Ayer la población turca dio el visto bueno para que el actual presidente, Recep Tayyip Erdogan, tome atribuciones que le den un poder casi total. Luego del triunfo del “sí” en el referéndum, Erdogan transformará a Turquía en un país fuertemente presidencialista, en el que se elimina la figura del primer ministro y en el que el presidente podrá gobernar por decreto, disponer la suspensión del parlamento, designar miembros de la máxima autoridad judicial y elegir a los miembros de su gabinete sin aceptación de la legislatura.
Oficialmente, los partidarios de Erdogan sustentan estas modificaciones en la debilidad que supone el actual sistema de gobierno, en el que se necesita una coalición en la legislatura para gobernar, como sucede en la amplia mayoría de las democracias europeas.

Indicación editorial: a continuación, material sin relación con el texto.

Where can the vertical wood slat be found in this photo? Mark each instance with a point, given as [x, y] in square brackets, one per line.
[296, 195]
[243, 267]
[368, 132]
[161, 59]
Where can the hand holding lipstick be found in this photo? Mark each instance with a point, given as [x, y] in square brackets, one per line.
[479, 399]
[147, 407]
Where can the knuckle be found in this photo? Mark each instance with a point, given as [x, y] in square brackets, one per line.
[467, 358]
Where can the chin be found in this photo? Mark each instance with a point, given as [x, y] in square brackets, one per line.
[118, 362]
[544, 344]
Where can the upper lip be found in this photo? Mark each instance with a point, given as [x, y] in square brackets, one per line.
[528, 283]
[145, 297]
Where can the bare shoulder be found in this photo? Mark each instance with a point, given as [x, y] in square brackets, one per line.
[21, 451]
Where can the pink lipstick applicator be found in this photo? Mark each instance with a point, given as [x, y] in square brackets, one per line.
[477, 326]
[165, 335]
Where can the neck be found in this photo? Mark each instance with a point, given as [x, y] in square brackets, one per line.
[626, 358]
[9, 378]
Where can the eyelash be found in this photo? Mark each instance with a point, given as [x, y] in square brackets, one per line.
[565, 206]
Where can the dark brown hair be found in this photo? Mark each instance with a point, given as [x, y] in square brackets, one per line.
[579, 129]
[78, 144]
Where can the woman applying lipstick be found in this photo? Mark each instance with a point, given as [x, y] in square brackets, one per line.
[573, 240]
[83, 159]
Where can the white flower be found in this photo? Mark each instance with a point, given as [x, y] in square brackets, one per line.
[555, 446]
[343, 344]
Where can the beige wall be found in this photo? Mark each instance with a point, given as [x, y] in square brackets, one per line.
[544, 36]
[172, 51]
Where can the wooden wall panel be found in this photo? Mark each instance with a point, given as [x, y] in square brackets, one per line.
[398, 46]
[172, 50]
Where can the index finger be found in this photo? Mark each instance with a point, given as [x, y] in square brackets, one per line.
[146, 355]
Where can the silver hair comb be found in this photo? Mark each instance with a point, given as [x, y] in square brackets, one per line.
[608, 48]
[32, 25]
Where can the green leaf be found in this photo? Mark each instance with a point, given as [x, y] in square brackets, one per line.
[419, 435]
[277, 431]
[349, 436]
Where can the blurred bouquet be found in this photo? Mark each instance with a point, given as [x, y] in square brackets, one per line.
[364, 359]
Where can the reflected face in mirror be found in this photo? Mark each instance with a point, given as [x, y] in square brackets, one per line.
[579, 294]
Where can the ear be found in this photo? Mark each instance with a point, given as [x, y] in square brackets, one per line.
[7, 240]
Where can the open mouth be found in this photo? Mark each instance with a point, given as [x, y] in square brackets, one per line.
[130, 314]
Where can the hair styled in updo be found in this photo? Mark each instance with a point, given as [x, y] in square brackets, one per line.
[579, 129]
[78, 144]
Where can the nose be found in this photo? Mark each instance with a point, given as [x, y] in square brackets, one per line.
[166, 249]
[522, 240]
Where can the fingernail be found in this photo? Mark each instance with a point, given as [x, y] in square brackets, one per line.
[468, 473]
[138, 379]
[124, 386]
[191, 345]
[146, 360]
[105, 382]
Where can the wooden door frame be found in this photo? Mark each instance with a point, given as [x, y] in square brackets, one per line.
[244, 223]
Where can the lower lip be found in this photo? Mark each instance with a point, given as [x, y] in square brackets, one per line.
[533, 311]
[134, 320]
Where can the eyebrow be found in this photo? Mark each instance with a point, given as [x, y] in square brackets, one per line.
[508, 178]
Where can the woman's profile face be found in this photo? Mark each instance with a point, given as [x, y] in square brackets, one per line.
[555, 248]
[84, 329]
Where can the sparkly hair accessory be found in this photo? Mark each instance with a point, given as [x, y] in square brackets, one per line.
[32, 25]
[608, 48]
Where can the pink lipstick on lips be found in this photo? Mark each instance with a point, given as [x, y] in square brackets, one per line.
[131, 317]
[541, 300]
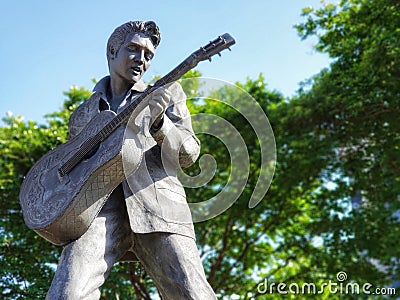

Sin embargo, bajo este pretexto, Erdogan fue mucho más allá y se atribuirá poderes y facultades reñidas con los valores democráticos y republicanos.
Desde Europa ya alzaron la voz y anunciaron que estas modificaciones pondrán en tela de juicio la incorporación de Turquía a la Unión Europea. De todas maneras, no parece ser algo que le importe a Erdogan, quien estando al tanto de esta situación, decidió avanzar de todas maneras. Turquía puede transformarse en un potencial conflicto para Europa. Su alianza con Rusia y su viraje hacia un sistema de gobierno mucho más concentrado lo alejan de los valores del viejo continente.